We can pull the datasets direct from the url, however the cell area needs to be downloaded seperately:

[16]:
!wget --ftp-user=anonymous -nc ftp://sidads.colorado.edu/DATASETS/seaice/polar-stereo/tools/pss25area_v3.dat ftp://sidads.colorado.edu/DATASETS/seaice/polar-stereo/tools/psn25area_v3.dat
File ‘pss25area_v3.dat’ already there; not retrieving.
File ‘psn25area_v3.dat’ already there; not retrieving.

We are interested in the Antarctic, but the lines for the Arctic are below and commented out.

[17]:
sh_cdr_xr = open_cdr_dataset(sh_obs_url, "pss25area_v3.dat")

# nh_cdr_xr = open_cdr_dataset(
#     nh_obs_url,
#     'psn25area_v3.dat'
# )

cdr_dt = DataTree.from_dict(
    {
        "cdr_sh": sh_cdr_xr,
        # 'cdr_nh':nh_cdr_xr
    }
)

The result is a datatree, with a datasets for the relevant hemisphere

Calculate Sea Ice Area

Sea ice area is the circumpolar sum of sea ice concentration multiplied by the area of each grid cell. By convention, and because lower concentrations are not accurate when measured through remote sensing, concentrations below 0.15 are not included

[18]:
def sea_ice_area(sic, area, range=[0.15, 1]):
    return (sic * area).where((sic >= range[0]) * (sic <= range[1])).cf.sum(["X", "Y"])

Calculate for observational data, and remove gaps with missing data

[19]:
@map_over_subtree
def sea_ice_area_obs(ds):
    sic = ds.cdr_conc
    result = sea_ice_area(sic, sic.area).to_dataset(name="cdr_area")

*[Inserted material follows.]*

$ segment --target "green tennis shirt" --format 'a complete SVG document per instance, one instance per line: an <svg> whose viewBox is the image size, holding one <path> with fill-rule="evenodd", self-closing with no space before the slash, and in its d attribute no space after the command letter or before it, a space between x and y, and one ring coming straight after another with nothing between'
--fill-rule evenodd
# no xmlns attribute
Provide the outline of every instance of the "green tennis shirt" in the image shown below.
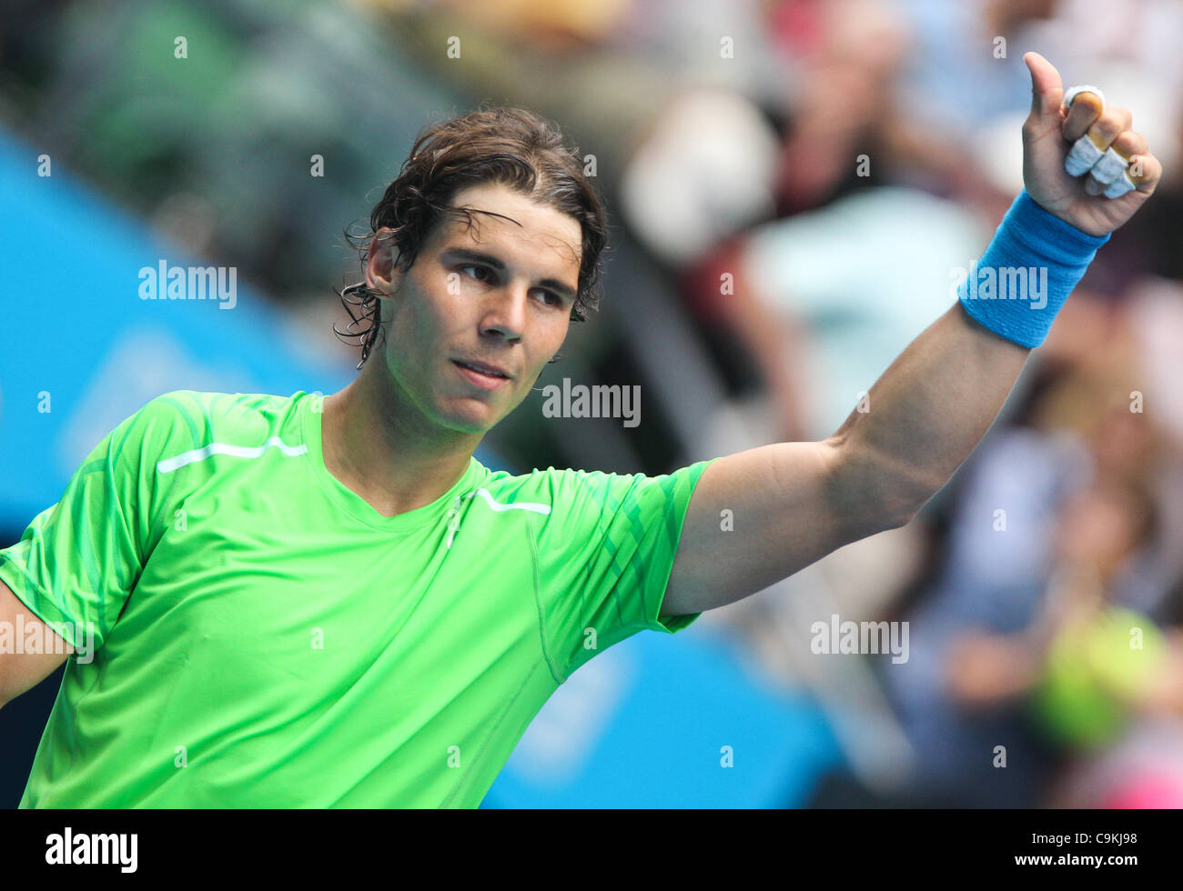
<svg viewBox="0 0 1183 891"><path fill-rule="evenodd" d="M476 807L575 669L698 617L658 612L710 461L473 457L382 516L325 468L321 418L304 391L160 396L0 551L79 650L21 807Z"/></svg>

    # Theres a couple of data gaps which should be nan
    result.loc[{"time": "1988-01-01"}] = np.nan
    result.loc[{"time": "1987-12"}] = np.nan

    return result.sel(time=OBS_TIME_SLICE)
[20]:
obs_area_dt = sea_ice_area_obs(cdr_dt)
[21]:
# Theres another gap which should be nan in the arctic only
# obs_area_dt['cdr_nh'].to_dataset().loc[{'time':'1984-07'}]=np.nan

Calculate for model data, limit to southern hemisphere / Antarctica

[22]:
@map_over_subtree
def sea_ice_area_model_sh(ds):
    sic = ds.aice_m.cf.sel(Y=slice(-90, 0))
    area_km2 = ds.area_t / 1e6

    return sea_ice_area(sic, area_km2).to_dataset(name="si_area").load()
[23]:
model_area_dt = sea_ice_area_model_sh(si_dt)

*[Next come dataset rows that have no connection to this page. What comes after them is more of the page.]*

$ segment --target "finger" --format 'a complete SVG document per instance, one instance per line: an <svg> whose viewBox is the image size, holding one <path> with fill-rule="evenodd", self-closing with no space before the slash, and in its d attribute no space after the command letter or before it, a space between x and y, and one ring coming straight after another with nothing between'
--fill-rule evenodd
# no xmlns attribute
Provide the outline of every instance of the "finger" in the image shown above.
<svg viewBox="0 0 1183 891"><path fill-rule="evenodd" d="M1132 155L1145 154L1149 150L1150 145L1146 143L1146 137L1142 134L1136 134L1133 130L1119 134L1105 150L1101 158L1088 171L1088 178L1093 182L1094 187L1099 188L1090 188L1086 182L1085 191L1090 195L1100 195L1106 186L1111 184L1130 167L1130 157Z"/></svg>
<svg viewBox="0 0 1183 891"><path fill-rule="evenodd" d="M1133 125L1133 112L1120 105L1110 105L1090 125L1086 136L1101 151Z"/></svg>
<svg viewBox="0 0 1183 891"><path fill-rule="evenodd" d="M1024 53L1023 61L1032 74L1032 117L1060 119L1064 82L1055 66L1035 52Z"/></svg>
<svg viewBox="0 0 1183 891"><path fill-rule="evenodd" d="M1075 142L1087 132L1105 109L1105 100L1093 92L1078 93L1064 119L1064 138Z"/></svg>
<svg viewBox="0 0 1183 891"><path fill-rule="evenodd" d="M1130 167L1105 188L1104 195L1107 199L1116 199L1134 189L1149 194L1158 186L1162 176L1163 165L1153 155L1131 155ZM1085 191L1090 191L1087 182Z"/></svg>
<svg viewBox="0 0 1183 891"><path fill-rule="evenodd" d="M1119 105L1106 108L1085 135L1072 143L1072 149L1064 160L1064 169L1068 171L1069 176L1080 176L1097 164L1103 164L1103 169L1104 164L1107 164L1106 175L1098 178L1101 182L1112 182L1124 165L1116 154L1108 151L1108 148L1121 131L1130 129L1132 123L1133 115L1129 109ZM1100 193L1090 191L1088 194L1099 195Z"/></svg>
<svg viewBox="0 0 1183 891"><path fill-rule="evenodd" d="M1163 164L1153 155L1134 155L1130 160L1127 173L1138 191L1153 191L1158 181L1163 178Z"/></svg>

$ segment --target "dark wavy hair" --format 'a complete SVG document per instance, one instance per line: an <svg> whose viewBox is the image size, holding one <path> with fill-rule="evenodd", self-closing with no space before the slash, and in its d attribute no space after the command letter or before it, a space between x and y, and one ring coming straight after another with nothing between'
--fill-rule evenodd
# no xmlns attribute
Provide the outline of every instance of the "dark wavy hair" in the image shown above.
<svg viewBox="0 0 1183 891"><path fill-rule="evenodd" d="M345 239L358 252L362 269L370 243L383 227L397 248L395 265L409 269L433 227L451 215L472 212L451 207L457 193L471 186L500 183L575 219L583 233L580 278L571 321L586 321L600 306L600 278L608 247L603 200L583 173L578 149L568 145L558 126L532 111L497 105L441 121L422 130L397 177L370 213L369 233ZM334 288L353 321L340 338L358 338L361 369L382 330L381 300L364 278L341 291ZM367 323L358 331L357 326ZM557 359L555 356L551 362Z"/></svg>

Sea Ice Concentration Anomalies

To examine the differences between the model results and observations, we calculate difference in each grid cell between observations and each experiment

As that data are on different grids, we need to regrid to compare the datasets

Lets simplify a little to only look at 0.25 degree results

[28]:
groups = ("/025deg_era5", "/025deg_jra55")

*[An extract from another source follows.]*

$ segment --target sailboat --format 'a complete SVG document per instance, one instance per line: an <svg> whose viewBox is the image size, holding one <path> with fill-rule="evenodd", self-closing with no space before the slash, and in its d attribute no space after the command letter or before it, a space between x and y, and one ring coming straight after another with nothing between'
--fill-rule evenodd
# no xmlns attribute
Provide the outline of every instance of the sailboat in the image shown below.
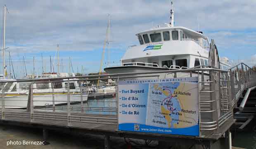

The lat/lon of of each cell in the observational dataset are in a different file:

[29]:
! wget -nc https://noaadata.apps.nsidc.org/NOAA/G02202_V4/ancillary/G02202-cdr-ancillary-sh.nc
File ‘G02202-cdr-ancillary-sh.nc’ already there; not retrieving.

[30]:
cdr_sps_ds = xr.open_dataset("G02202-cdr-ancillary-sh.nc")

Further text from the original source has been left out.